Leaving Berlin

It’s a strange thing and one that’s most likely a result of the level of History taught in school during my education but great swathes of modern, post-war European history remained a mystery to me until very recently.

For entirely personal reasons I’m learning increasingly more about the history of Eastern Europe and what happened behind The Wall, as it were (on that note I sincerely recommend Revolution 1989: The Fall of the Soviet Empire) and am continually fascinated by what I discover.

One hole in my knowledge, though, is the period between the end of the Second World War and the formation of those two distinct countries that I grew up aware of: East Germany and West Germany. It may be down to education but then there’s also the fact that so little was allowed to be known about what happened in certain countries behind the Iron Curtain but there was, at least, an awareness of two distinct halves of Europe and, in particular, Berlin.

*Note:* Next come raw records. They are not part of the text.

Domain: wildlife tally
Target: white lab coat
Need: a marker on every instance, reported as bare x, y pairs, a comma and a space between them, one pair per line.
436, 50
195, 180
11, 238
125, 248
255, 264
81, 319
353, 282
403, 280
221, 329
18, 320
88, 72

I’m oddly fascinated, for example, how the West managed to retain its ‘half’ of a capital city so deep in the Eastern ‘half’ of the country and the logistics therein.

There’s the fact that Berlin was on the receiving end of a very large battering from all members of the Allies in the closing stages of the war. There’s the period when it was divided in two like the rest of Germany and half fell under the GDR while the other ‘the west’. But there’s a knowledge hole that exists around that in between period; the time when a city was on its knees, its citizens still reeling from the destruction and the two opposing factions were still carving it up.

IMG_7753Leaving Berlin by Joseph Kanon goes a long way to both illuminating that period and creating an itch for more. It’s also one of those happy instances in Waterstones where you need another book to take advantage of the “Buy One Get One Half Price” deal and it the book you grab out of curiosity rather than having sought it out turns out to be a brilliant whim.

Set in 1949 Leaving Berlin finds writer Alex Meier returning to Berlin from America where he’d fled the Nazis in 1934. The official line is that – as a treasured author – he’s been invited to return by the Soviet authorities to help establish cultural future of the Socialist country. In fact he’s returned only to allow him to return to America. Persecuted for his communist beliefs during the McCarthy witch-hunts, he’s made a deal with the young CIA; return to East Berlin and act as their agent in order that he might return a patriot and be reunited with his son.

Except, of course, it all goes a bit tits-up for him from the off when his CIA contact is killed and he finds himself in a deadly game of espionage and counter espionage.

The dialogue, particularly, is great but the pacing and twists of the plot are fantastic.  What stands out for me, though, is how much more compelling it becomes as a result of its setting. With the war and its events still in people’s memories normality is a distant concept and so what people did during and just what they’ll do to survive after is a huge factor. Just as the lines between the city are in a state of confusion, so too the lines between who to trust. There’s a strange sense of surrealism throughout as a new normality attempts to establish itself yet is still surrounded and hindered by the physical (large swathes of the city remain piles of rubble, there’s power outages) and psychological aftermath of the war that mirrors that of Alex upon his return to such a city after living in California, out of the way of the destruction.

I’ve not read anything by Joseph Kanon before but I’ll certainly be on the lookout to do so on the basis of this. It’s also time to find what I can to plug this hole in knowledge too.